Frankly, I never saw it as a big problem.  Office managers in the early ACORN days were clear with me:  type everything!  No problem.  My mother had enrolled my brother and me in some kind of quickie typing course over a few weeks one summer, and we’d gotten the hang of it.  Over the years, in the way that “repetition is the mother of invention,” it also creates blazing speed on the keyboard, even if less than perfect accuracy.  Schooled on manual typewriters, some complain that I hit the keys too hard and that the sound is distracting.  Whatever.

Writing inscriptions in my books for bright-eyed and smiling purchasers, it was embarrassing, though I made light of it, when some would bravely come back to me and ask me to read what I had written, I would quickly blame my handwriting.  Recently reading a piece by historian and former Harvard president, Drew Gilpin Faust in The Atlantic, I now wonder if the problem was less me, than the fact that my eager reader in fact didn’t know how to read cursive.  Handwriting might have become for many of them some kind of mysterious and inaccessible language.
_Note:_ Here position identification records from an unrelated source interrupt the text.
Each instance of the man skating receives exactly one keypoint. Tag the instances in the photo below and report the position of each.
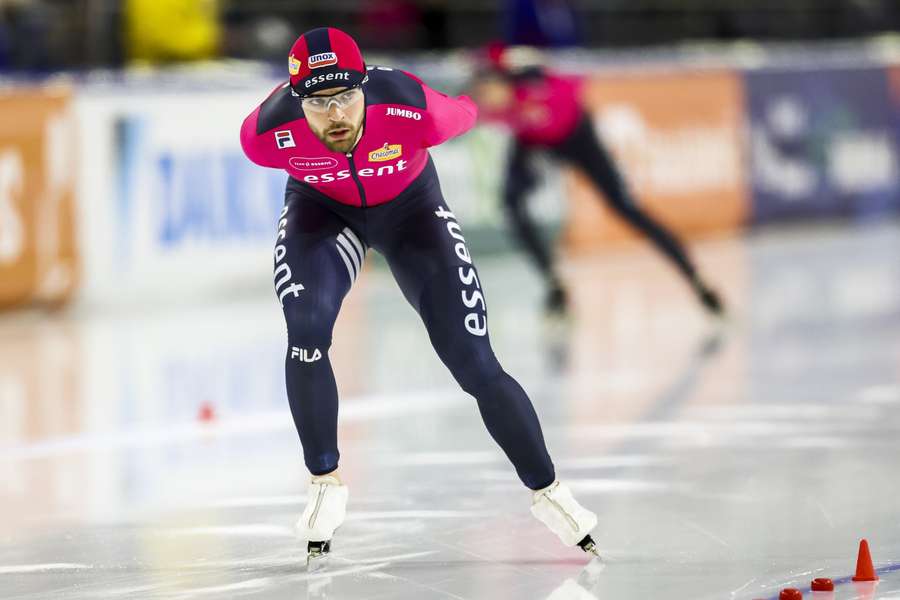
(355, 144)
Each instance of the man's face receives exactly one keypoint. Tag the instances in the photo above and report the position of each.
(334, 120)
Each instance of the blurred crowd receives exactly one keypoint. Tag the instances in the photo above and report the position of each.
(38, 35)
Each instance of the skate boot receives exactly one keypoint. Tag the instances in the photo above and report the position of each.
(555, 507)
(325, 510)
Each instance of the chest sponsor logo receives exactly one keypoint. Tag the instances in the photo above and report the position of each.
(324, 59)
(405, 113)
(284, 139)
(386, 152)
(294, 65)
(331, 177)
(345, 76)
(301, 163)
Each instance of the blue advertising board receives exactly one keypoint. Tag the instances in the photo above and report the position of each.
(821, 143)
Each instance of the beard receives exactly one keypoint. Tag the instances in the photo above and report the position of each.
(339, 137)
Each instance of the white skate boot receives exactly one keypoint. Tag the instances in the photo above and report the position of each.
(555, 507)
(326, 507)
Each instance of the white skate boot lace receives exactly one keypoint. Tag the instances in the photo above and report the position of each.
(569, 518)
(319, 498)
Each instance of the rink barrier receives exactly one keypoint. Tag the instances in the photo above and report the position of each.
(39, 259)
(166, 207)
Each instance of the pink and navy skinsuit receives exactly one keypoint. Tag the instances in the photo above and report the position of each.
(547, 116)
(384, 195)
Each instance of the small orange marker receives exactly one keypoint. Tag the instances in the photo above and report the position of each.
(864, 569)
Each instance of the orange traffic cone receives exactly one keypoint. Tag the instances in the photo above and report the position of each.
(864, 569)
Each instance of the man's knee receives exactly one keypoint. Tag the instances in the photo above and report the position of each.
(309, 330)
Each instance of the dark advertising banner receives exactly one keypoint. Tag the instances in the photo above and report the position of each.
(821, 143)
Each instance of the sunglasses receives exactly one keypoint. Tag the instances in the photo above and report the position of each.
(322, 104)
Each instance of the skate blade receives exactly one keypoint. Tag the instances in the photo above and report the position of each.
(588, 545)
(317, 556)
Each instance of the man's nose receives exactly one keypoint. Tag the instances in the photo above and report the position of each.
(335, 113)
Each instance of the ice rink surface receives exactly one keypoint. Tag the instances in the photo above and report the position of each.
(723, 463)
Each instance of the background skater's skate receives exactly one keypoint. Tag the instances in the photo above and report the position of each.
(326, 508)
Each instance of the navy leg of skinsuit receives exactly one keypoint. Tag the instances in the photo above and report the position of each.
(325, 244)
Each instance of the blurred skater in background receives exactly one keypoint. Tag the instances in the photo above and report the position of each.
(545, 114)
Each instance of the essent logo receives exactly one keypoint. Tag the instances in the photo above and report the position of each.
(330, 77)
(322, 59)
(399, 166)
(294, 65)
(302, 163)
(386, 152)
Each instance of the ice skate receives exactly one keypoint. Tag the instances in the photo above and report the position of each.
(556, 508)
(325, 511)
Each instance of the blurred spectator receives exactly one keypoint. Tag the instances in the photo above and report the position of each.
(172, 30)
(541, 23)
(24, 35)
(389, 25)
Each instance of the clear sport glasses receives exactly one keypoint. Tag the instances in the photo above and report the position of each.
(322, 104)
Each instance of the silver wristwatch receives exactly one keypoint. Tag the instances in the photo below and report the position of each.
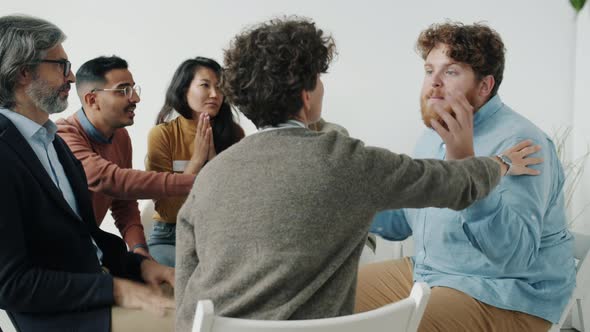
(506, 160)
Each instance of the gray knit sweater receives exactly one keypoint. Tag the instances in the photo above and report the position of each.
(275, 225)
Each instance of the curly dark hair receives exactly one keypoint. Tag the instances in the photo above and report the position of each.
(269, 65)
(476, 45)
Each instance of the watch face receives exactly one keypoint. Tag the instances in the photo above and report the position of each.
(505, 159)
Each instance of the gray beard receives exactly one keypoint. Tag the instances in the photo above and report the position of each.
(46, 98)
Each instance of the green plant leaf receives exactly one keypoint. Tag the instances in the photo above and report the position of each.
(578, 4)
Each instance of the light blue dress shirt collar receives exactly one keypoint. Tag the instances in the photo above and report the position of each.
(31, 129)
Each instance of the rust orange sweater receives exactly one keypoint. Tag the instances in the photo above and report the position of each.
(112, 182)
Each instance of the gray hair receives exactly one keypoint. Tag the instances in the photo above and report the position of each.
(24, 40)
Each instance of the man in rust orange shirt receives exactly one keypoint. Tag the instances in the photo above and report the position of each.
(97, 137)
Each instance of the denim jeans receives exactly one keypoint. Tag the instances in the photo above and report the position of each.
(162, 243)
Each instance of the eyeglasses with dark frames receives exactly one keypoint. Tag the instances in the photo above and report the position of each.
(126, 91)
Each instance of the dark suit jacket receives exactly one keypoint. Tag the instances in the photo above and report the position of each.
(50, 277)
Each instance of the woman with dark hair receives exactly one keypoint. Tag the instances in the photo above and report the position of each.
(204, 128)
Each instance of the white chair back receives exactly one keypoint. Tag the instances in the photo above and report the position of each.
(581, 252)
(6, 324)
(147, 216)
(402, 316)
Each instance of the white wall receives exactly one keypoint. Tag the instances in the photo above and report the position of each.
(581, 141)
(372, 88)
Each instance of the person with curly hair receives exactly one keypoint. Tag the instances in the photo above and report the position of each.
(204, 128)
(506, 263)
(297, 204)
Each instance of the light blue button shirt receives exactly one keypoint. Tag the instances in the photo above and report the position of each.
(40, 138)
(511, 249)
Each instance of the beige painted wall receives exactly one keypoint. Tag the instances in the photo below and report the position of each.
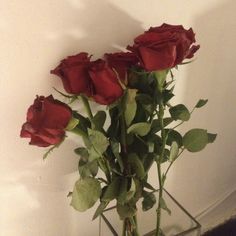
(35, 35)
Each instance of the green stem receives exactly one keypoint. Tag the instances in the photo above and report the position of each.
(160, 180)
(168, 168)
(124, 228)
(87, 108)
(105, 163)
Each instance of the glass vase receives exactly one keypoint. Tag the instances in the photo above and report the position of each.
(178, 223)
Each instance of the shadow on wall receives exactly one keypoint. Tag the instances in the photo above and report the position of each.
(211, 173)
(98, 27)
(104, 26)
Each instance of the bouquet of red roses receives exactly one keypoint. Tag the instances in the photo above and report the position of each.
(137, 87)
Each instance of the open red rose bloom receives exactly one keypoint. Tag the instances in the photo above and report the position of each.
(137, 87)
(46, 121)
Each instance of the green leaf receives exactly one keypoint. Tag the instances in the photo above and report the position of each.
(211, 137)
(131, 191)
(98, 140)
(149, 201)
(141, 128)
(115, 146)
(125, 211)
(195, 140)
(72, 124)
(179, 112)
(112, 190)
(82, 152)
(88, 168)
(156, 124)
(174, 135)
(201, 103)
(84, 123)
(164, 206)
(99, 120)
(85, 194)
(136, 165)
(144, 98)
(148, 186)
(102, 206)
(174, 150)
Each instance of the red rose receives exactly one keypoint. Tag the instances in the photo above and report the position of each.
(94, 79)
(164, 47)
(73, 72)
(121, 62)
(46, 121)
(106, 87)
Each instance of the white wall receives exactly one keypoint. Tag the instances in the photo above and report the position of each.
(35, 35)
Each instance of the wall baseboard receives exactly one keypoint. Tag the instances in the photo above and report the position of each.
(219, 212)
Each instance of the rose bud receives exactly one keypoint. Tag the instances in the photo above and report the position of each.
(121, 62)
(106, 87)
(73, 73)
(164, 47)
(46, 121)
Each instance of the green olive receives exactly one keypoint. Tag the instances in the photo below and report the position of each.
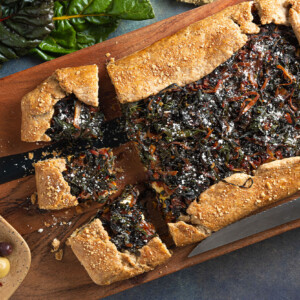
(4, 266)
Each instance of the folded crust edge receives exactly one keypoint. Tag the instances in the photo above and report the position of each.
(37, 106)
(52, 189)
(104, 263)
(225, 203)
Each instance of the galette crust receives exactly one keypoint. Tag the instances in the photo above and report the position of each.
(186, 57)
(53, 190)
(197, 50)
(183, 57)
(184, 234)
(223, 204)
(38, 105)
(104, 263)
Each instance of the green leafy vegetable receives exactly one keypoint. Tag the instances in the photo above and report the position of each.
(83, 23)
(23, 25)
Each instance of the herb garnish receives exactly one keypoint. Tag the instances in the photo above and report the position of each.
(125, 222)
(91, 174)
(245, 113)
(18, 32)
(73, 119)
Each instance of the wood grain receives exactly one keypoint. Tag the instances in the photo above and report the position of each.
(66, 279)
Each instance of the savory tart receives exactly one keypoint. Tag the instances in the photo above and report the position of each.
(119, 243)
(64, 106)
(63, 182)
(219, 148)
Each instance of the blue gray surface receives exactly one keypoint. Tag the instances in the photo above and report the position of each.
(266, 270)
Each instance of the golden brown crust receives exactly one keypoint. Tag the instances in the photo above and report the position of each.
(81, 81)
(223, 204)
(104, 263)
(52, 189)
(184, 57)
(37, 105)
(184, 234)
(196, 50)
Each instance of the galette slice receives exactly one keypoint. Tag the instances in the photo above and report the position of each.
(64, 182)
(222, 147)
(119, 243)
(64, 106)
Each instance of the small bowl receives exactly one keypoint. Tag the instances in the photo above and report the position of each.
(19, 259)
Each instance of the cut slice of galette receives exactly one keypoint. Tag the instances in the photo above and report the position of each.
(64, 182)
(219, 148)
(119, 242)
(65, 106)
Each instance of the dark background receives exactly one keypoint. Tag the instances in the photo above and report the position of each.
(266, 270)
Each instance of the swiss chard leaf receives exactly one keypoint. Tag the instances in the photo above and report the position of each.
(23, 25)
(83, 23)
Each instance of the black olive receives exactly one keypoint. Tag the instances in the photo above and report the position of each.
(5, 249)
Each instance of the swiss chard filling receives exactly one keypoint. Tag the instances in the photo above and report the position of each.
(243, 114)
(73, 119)
(125, 222)
(91, 174)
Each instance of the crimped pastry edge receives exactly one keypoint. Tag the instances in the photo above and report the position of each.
(104, 263)
(38, 105)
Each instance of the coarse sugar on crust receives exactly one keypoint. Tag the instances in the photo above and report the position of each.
(38, 105)
(53, 191)
(197, 50)
(183, 57)
(224, 203)
(104, 263)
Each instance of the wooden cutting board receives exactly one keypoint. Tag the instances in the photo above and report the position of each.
(49, 278)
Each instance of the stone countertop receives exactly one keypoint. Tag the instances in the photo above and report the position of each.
(266, 270)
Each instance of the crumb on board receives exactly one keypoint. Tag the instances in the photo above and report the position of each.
(33, 198)
(59, 254)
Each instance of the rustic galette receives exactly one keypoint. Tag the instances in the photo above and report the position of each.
(63, 182)
(214, 111)
(219, 148)
(119, 242)
(64, 106)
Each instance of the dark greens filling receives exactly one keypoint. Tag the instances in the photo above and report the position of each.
(91, 175)
(243, 114)
(125, 222)
(73, 119)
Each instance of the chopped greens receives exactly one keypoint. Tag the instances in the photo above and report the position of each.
(75, 120)
(243, 114)
(125, 222)
(91, 174)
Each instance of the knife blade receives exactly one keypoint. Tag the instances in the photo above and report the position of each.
(260, 222)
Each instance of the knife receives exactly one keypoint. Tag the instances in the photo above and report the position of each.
(265, 220)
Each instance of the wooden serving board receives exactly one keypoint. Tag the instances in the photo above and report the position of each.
(49, 278)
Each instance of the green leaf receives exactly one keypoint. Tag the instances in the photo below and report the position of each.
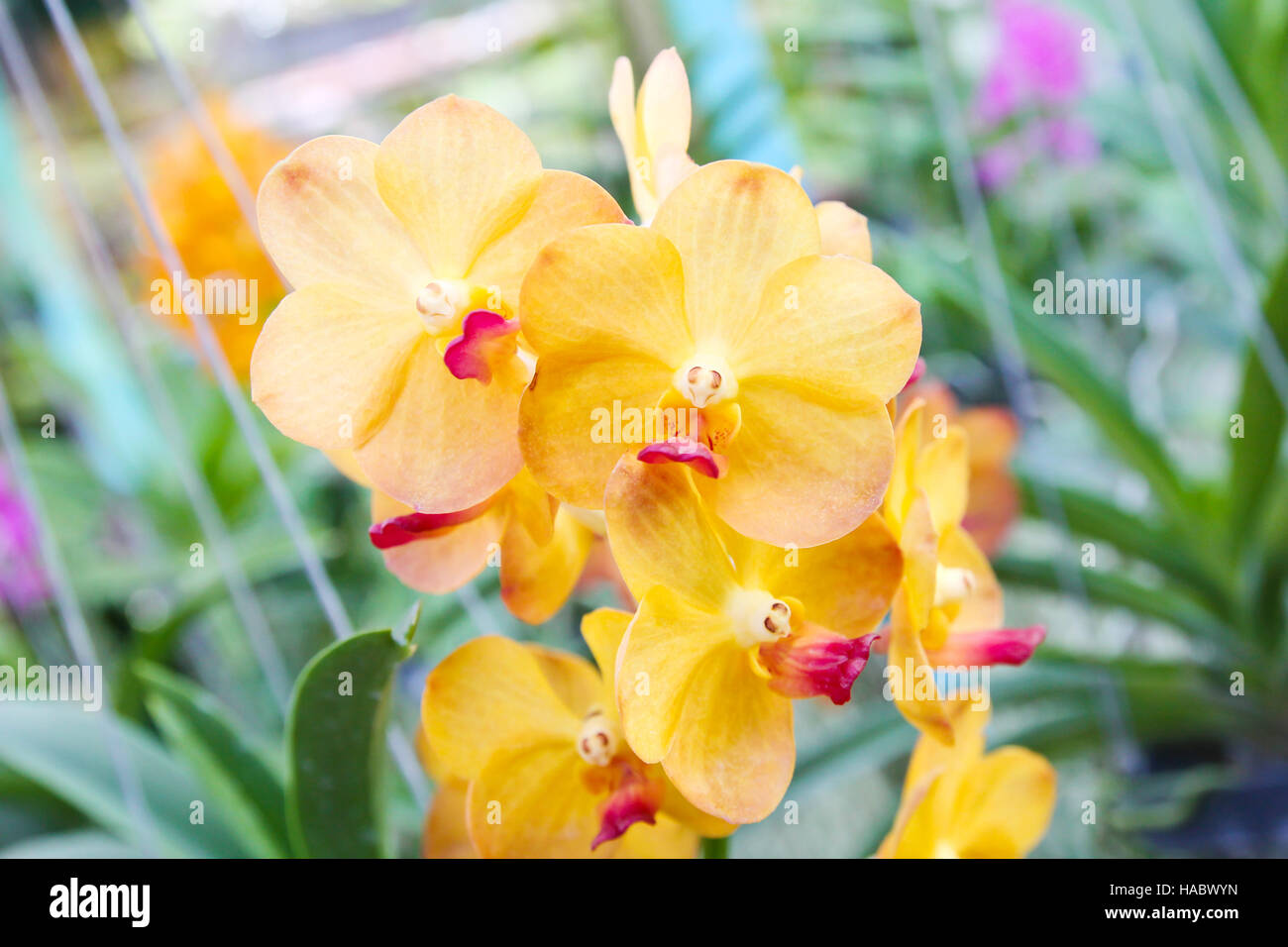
(237, 774)
(1052, 354)
(1087, 514)
(1254, 455)
(335, 748)
(68, 751)
(1162, 603)
(78, 844)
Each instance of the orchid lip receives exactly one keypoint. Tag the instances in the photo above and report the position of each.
(484, 337)
(635, 799)
(816, 663)
(398, 531)
(686, 450)
(1004, 646)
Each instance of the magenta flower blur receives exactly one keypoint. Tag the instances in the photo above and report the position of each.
(1034, 80)
(22, 581)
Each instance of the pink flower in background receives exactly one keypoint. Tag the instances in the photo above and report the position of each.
(22, 581)
(1035, 77)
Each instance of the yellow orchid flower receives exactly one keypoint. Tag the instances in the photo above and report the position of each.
(948, 609)
(653, 128)
(213, 237)
(536, 736)
(992, 432)
(960, 802)
(445, 834)
(399, 341)
(542, 548)
(721, 339)
(728, 631)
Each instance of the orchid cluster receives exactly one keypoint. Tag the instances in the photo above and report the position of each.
(708, 406)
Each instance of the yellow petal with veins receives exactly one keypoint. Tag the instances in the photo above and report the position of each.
(666, 647)
(941, 471)
(732, 753)
(567, 419)
(621, 108)
(664, 111)
(734, 224)
(831, 326)
(844, 231)
(443, 560)
(1004, 804)
(536, 579)
(603, 630)
(668, 839)
(346, 463)
(330, 364)
(446, 834)
(572, 678)
(803, 472)
(447, 444)
(529, 801)
(606, 290)
(458, 174)
(982, 608)
(323, 221)
(662, 534)
(836, 594)
(919, 547)
(489, 693)
(531, 506)
(907, 438)
(909, 657)
(700, 822)
(563, 201)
Professor Faust tells the story of how she was caught by surprise in a recent undergrad seminar at Harvard where the student reporting on a book mentioned that one of the downsides was the fact that some of the illustrations of old documents were in cursive, and he couldn’t read it.  Faust, surprised, couldn’t believe her ears and asked the class, and two-thirds of them couldn’t read cursive and, what’s more, had kind of invented their own signatures, when forced to handwrite.  Researching the issue, she reported that,

In 2010, cursive was omitted from the new national Common Core standards for K–12 education. The students in my class, and their peers, were then somewhere in elementary school. Handwriting instruction had already been declining as laptops and tablets and lessons in “keyboarding” assumed an ever more prominent place in the classroom. Most of my students remembered getting no more than a year or so of somewhat desultory cursive training, which was often pushed aside by a growing emphasis on “teaching to the test.” Now in college, they represent the vanguard of a cursiveless world.

Being unable to read handwriting will be part of the Generation Z legacy.  Faust believes, given technological change, that it’s inevitable, and she’s likely right on the mark on that, despite the fact that twenty states, trying as usual to stem the tide of change, have passed legislation mandating that cursive be taught.  She imagines a world in which there will only be scholars who learn to read and write cursive as a rare skill in order to read old documents.  Faust wondered how many notes and comments that she had written on student papers went unheeded and lost to the youngster, because they just didn’t know how to read cursive in what they might term classic communications fail.

Now I feel bad for even those brave souls who will face even higher mountains to climb if they try to read what some of us, OK, I’m clearly talking about myself here, whose handwriting started out bad and has blithely proceeded to get worse, wrote in notebooks, journals, and daily correspondence.  Who knew that I might have been mastering a personal encryption system every time I put pen to paper?